GORDON H. BROWN
The exhibition of work by Rudolf Gopas, Philip Trusttum and Philip Clairmont at the New Vision Gallery in June contained the germ of a good idea which did not quite come off. The rationale behind the show was the link the two younger men had in their formative years as student painters in Christchurch under the guidance of Rudolf Gopas. It was, in a way, a gesture of acknowledgement to a painter whose influence opened up new avenues within New Zealand painting.
Unfortunately, despite efforts by the Gallery to acquire at least one painting by Copas of the type that had initially provided the impetus to young painters like Trusttum and Clairmont, none were available. This resulted in Copas being represented by works of marginal interest within the terms of the exhibition or, indeed, as paintings. Only Galactic had anything of substance to offer. Here there was a convincing sense of depth appropriate to the title, as well as texture and a restricted use of colour that supported the painting's theme. Despite some of the written ideas expressed in the recent work, this was dominated by what seemed to be an indulgence in introspection.

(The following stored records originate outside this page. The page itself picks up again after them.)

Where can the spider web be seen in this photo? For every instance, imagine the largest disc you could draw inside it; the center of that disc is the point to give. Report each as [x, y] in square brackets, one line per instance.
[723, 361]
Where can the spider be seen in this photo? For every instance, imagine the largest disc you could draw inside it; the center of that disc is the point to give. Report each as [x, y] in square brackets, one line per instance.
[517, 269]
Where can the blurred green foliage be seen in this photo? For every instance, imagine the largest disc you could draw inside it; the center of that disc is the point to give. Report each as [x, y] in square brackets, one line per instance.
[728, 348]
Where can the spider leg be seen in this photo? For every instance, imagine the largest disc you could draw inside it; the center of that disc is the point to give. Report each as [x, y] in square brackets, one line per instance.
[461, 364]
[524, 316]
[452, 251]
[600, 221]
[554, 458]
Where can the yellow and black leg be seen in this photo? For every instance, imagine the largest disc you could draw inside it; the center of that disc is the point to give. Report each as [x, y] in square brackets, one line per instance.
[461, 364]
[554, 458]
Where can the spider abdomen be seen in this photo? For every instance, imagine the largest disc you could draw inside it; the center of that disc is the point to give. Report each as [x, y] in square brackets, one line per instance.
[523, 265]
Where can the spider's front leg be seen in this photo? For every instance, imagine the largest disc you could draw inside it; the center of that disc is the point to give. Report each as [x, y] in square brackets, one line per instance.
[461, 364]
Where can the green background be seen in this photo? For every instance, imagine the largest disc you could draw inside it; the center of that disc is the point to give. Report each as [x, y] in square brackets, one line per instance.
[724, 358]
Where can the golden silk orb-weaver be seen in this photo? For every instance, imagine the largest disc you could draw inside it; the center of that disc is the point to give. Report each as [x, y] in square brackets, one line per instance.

Philip Trusttum was represented by five paintings; but these were uneven in quality. Although Blind Hall contained some fine areas of brush-work there were also inconsistencies which, in the final analysis, rendered it a shade disappointing. Dominating his selection was a very painterly work, West Wall Mobile, that not only had a richness in the limited imagery used, but was supported by his cross-hatching technique. The pastel-like brown and yellow hues produced by this method were contrasted with the denser paint of the small, but pictorially important, triangular shapes.
Two of the paintings, Home James and Bedford, were executed in a style that suggested colour pencil drawings with large areas of untouched raw canvas to which the artist had added a strong element of whimsy in the way the suggestive images were treated. Bedford was the better organized of the two, with its host of details under greater control. Home James, however, was compositionally more daring.
The remaining work, Darts, combined both methods, and thus acted as a link between the two approaches demonstrated in the selection. 'The dart-board reference was typical of the humble origin of much of Trusttum's recent imagery.
The three Clairmont paintings were good representative examples of this artist's work; and because of this they largely dominated the exhibition. The unfinished Telephone Triptych may have had odd areas as yet not fully resolved, but the panel inscribed 'crisis' had a boldness and strength of form, colour and pictorial movement that matched his best work. The strong greens, yellows and reds found in this painting and in Chair saw a return of Clairmont's earlier practice of delineating and underscoring the various images with an expressive black line that varied in thickness and intensity. Quieter, (and slightly more complicated pictorially) Remembrance of Things Past was impressive in a way that was both typical as well as being at variance with his recent use of symbolic imagery. The undertow implied by the title seemed to have been stressed by the almost hidden eye-like images found throughout the painting.